The trend has strengthened despite the CDC’s consistent and repeated pleas that the public refrain from all non-essential travel a while longer, as accelerated vaccine rollouts attempt to overtake the virus that’s still sweeping the nation.

“We’re in the life and death race with a virus that is spreading quickly, with cases rising again,” President Joe Biden said yesterday at the White House. The steady rise in infection is widespread from coast to coast, with spikes occurring in 30 states in the past week, according to Forbes reports and Johns Hopkins University data.

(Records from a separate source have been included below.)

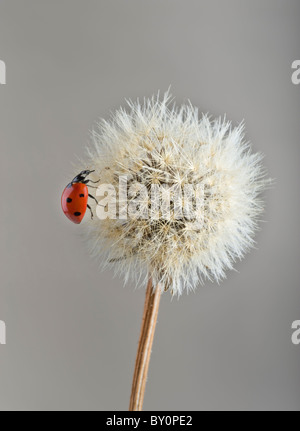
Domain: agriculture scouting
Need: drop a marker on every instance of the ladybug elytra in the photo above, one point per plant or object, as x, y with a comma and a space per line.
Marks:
74, 199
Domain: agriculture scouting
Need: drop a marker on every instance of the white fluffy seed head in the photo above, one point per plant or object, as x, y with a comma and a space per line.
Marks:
155, 143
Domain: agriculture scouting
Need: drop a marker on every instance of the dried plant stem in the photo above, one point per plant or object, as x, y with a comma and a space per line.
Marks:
151, 307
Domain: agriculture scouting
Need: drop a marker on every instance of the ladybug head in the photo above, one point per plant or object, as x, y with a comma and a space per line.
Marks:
82, 176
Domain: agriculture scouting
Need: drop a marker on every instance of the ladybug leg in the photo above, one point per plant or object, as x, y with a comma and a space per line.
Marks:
90, 181
91, 196
92, 215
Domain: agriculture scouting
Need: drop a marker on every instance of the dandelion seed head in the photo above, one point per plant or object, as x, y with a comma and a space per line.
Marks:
154, 143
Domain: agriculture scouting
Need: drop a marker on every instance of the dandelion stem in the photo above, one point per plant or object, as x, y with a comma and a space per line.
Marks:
151, 307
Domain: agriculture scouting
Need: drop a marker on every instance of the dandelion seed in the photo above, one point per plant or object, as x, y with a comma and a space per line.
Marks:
154, 146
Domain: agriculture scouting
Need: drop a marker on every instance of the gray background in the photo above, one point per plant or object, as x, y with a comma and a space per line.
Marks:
72, 330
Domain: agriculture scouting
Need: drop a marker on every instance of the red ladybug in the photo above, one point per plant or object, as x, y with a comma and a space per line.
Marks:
74, 199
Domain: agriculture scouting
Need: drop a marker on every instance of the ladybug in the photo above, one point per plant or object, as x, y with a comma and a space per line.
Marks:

The most recent seven-day national average is close to 60,000 new COVID-19 cases per day, CDC director Dr. Rochelle Walensky disclosed at yesterday’s White House press briefing. That’s ten percent higher than the previous week, with hospitalizations and deaths increasing commensurately.

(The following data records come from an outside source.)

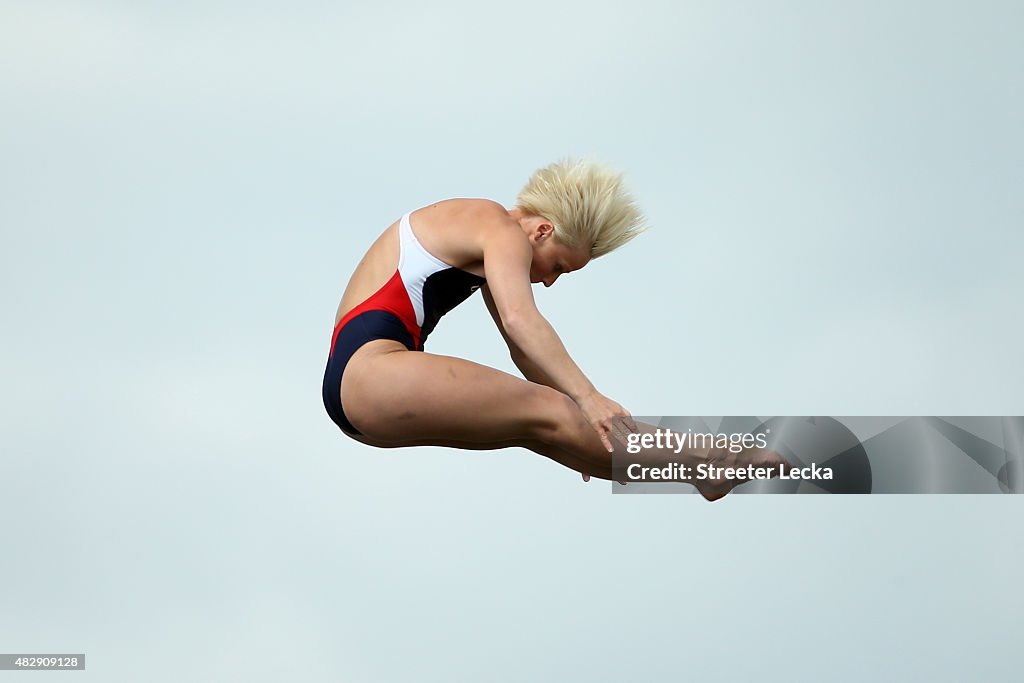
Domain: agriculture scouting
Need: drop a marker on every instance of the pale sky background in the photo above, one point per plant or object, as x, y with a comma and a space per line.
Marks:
835, 189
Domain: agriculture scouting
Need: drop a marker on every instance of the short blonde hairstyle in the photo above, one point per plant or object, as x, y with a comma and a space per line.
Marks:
586, 202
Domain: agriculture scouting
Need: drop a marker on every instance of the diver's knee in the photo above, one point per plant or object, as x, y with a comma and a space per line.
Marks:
557, 418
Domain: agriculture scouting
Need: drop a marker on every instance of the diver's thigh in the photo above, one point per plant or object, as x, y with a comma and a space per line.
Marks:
401, 396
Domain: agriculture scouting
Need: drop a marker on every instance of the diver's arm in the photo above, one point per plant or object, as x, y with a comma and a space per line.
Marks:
528, 369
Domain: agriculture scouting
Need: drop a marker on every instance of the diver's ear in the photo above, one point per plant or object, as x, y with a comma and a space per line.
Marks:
545, 229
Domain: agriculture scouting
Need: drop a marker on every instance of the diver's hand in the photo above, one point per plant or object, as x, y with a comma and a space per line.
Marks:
607, 418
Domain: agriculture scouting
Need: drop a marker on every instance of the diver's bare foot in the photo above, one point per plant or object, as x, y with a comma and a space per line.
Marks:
727, 470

Dr. Walensky shared her “recurring feeling” of “impending doom” with the U.S. repeating a pattern of increased contagion that has invariably followed behaviors like travel and social mixing over holiday periods. “We know that travel is up, and I just worry that we will see the surges that we saw over the summer and over the winter again.”

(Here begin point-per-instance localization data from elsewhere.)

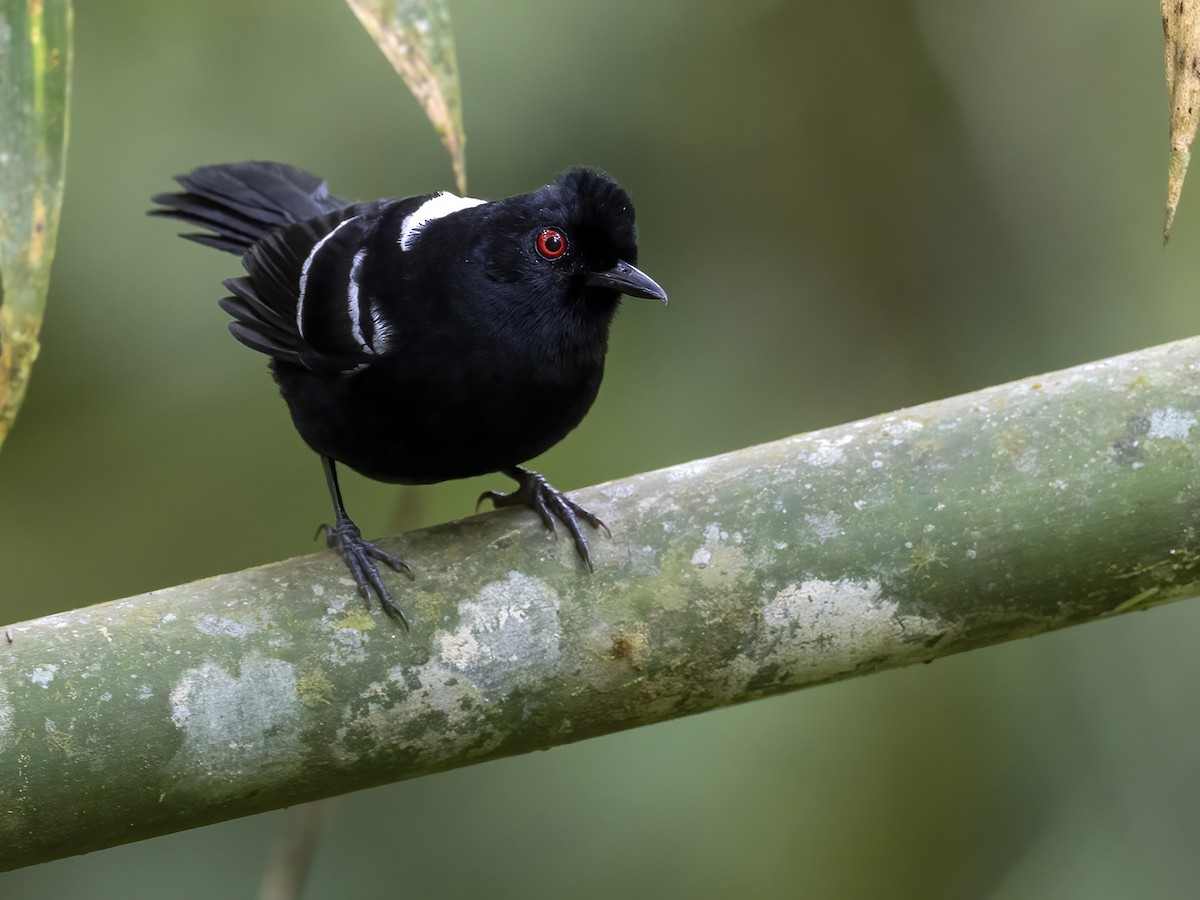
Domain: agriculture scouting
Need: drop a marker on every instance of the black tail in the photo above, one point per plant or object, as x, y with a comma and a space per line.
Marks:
243, 202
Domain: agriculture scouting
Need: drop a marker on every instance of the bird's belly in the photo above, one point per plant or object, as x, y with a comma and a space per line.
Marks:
409, 432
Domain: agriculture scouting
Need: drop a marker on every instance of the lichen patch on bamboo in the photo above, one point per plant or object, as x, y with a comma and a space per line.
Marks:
513, 621
7, 731
233, 724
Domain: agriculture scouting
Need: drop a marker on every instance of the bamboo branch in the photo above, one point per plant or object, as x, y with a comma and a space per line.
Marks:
894, 540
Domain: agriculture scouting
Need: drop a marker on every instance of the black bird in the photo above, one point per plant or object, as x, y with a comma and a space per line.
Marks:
426, 339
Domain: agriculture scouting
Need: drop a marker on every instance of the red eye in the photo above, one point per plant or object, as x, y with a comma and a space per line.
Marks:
551, 243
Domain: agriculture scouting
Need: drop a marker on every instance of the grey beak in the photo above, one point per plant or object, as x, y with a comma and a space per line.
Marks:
628, 280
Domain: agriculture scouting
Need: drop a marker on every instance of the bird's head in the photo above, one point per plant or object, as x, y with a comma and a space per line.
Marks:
571, 241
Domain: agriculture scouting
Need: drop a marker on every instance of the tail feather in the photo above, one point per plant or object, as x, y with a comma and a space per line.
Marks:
240, 203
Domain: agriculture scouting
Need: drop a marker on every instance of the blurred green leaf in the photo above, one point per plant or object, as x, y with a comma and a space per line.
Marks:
35, 76
417, 39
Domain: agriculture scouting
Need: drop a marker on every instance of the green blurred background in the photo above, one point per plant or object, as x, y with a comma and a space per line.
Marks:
855, 207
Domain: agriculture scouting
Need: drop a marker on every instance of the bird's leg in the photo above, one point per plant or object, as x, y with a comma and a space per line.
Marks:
359, 553
535, 491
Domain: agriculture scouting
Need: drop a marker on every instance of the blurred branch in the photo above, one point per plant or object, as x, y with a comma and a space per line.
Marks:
894, 540
418, 40
1181, 37
35, 81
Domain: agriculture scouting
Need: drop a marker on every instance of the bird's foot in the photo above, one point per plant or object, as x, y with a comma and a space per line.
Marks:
360, 556
535, 491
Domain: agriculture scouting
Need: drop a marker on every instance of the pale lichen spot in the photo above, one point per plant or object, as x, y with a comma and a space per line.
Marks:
1170, 423
823, 526
508, 624
225, 627
618, 490
234, 725
7, 731
827, 451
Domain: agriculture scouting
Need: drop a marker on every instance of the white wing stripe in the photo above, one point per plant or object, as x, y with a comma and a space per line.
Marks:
437, 207
307, 264
352, 298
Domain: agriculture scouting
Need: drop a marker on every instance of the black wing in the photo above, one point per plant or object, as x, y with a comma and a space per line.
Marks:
304, 300
241, 202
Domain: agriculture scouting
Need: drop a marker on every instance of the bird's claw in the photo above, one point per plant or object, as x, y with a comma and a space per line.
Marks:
360, 556
535, 491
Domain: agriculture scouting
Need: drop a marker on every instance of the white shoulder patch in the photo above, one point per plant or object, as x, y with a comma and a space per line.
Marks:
437, 207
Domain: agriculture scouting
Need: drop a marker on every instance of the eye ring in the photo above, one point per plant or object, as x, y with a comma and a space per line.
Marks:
551, 244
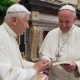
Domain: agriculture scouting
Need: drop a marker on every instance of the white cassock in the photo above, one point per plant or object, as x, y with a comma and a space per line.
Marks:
11, 62
68, 46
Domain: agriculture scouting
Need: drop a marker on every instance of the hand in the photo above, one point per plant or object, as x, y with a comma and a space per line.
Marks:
69, 67
42, 65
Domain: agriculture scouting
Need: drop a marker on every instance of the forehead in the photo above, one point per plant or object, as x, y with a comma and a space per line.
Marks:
65, 14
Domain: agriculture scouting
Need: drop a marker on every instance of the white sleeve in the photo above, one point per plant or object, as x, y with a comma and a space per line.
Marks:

“I think people have taken advantage of what they perceived as a relative paucity of cases, a relative lull in where we were, to take advantage of their time of spring break, of holiday travel,” Dr. Walensky posited. “And, what I would just say is, you know, we’ve seen surges after every single holiday…you know, July 4th, Labor Day, Christmas. And we’re seeing the uptick of that right now.”

She further explained that the current U.S. trends fall into a pattern similar to the pandemic’s trajectory in Europe only a few weeks ago. And, those countries now find themselves battling another surge after previously letting their guard down for the spring holidays.

“We are not powerless; we can change this trajectory of the pandemic. But it will take all of us, recommitting to following the public health prevention strategies consistently, while we work to get the American public vaccinated,” Dr. Walensky said. “We do not have the luxury of inaction. For the health of our country, we must work together now to prevent a fourth surge.”